Roll down the window and let in the air. Tune in the radio, turn it up. Or off, talk. Tell about the time you, she, we … recall what happened when we all … remember? You know the words to the one about Laura—or is it Ora? Lee. Sing. Together, top of the lungs, or delicate, do the harmony, harmonize, sing-along, or sing alone, solo. Stretch, smelling fumes of gas getting pumped while the gallons and dollars and cents roll backward, up and out of sight, making a ping at regular intervals, take the key tied to the piece of wood marked M and take a pee, relieve yourself for the next stretch of road, guzzle a Coke that clunks down out of the body of the red robot, grab a Mounds Bar for munching through the journey’s next leg, pause, while Gus is getting your change, feel the special freedom of standing still between motion, the rumble and whirr of it crisscrossing out there in front of you, long distance traffic wind blowing your hair a bit, the taste of dust and odor of gas a curiously nice intoxicant, subtly exciting; being on the road, on the move, on the go, going, no matter where, something filling in the act, in being in it.
Barnes wasn’t in a big hurry and Gene was in less, so they didn’t mind getting lost, swerving off the super-lane highways to bump down onto slim ribbons of blacktop or even long gashes of gravel in search of “real” places to eat, that is, no famous-name franchise food.
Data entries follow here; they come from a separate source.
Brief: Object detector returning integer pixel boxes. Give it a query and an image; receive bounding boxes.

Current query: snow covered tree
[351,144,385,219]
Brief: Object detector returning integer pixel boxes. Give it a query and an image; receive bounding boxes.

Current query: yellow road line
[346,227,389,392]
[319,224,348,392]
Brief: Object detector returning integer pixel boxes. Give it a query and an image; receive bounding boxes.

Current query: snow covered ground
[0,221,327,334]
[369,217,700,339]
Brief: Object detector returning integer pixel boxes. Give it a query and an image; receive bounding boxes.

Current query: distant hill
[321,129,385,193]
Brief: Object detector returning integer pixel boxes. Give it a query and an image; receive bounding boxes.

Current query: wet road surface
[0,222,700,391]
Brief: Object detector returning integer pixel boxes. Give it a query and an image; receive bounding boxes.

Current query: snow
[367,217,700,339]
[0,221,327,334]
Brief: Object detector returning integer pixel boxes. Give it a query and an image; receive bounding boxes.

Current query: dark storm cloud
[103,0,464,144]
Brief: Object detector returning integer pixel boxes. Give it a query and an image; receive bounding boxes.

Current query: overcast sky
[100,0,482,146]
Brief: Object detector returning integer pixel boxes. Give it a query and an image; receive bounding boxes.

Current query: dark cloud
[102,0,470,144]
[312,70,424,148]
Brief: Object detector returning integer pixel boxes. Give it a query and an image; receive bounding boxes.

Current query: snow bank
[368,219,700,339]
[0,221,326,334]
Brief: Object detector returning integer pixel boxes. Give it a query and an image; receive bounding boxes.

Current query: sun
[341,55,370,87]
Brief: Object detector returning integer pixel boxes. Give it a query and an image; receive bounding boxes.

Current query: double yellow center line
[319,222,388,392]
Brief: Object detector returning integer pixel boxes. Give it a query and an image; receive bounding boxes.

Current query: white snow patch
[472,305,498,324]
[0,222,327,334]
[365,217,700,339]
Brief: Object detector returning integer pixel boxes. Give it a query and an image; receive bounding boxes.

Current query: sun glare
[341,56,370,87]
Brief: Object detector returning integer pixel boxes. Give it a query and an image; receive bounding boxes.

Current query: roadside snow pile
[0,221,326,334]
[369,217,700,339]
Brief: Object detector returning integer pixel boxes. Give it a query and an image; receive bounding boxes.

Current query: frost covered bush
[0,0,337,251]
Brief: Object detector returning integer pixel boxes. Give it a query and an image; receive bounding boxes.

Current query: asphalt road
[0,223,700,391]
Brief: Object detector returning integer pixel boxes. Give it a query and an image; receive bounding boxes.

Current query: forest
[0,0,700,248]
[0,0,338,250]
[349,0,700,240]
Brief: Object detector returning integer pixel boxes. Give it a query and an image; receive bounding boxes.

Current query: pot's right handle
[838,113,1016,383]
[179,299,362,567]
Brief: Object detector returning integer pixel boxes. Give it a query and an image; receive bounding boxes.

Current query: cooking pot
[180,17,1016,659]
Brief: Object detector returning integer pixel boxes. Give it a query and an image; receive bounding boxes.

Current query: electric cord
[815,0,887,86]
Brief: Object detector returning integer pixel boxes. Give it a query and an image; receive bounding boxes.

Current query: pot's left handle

They sought the sort of place Barnes categorized as “Your Quintessential Old-Fashioned Fly-Specked Diner,” places with straightforward names like EAT, Jack and Fran’s, LUNCH, Joe’s Place, STEAKS, Main Street Restaurant, and FOOD. They hit the places with the old stained menus with a fresh sheet put in with a paper clip that said “Today” and had typed or more often written or printed words in ballpoint or pencil, the bill of fare, and anything described as “Special of the Day” they ordered, and any available pie guaranteed to be homemade on the premises they had for dessert.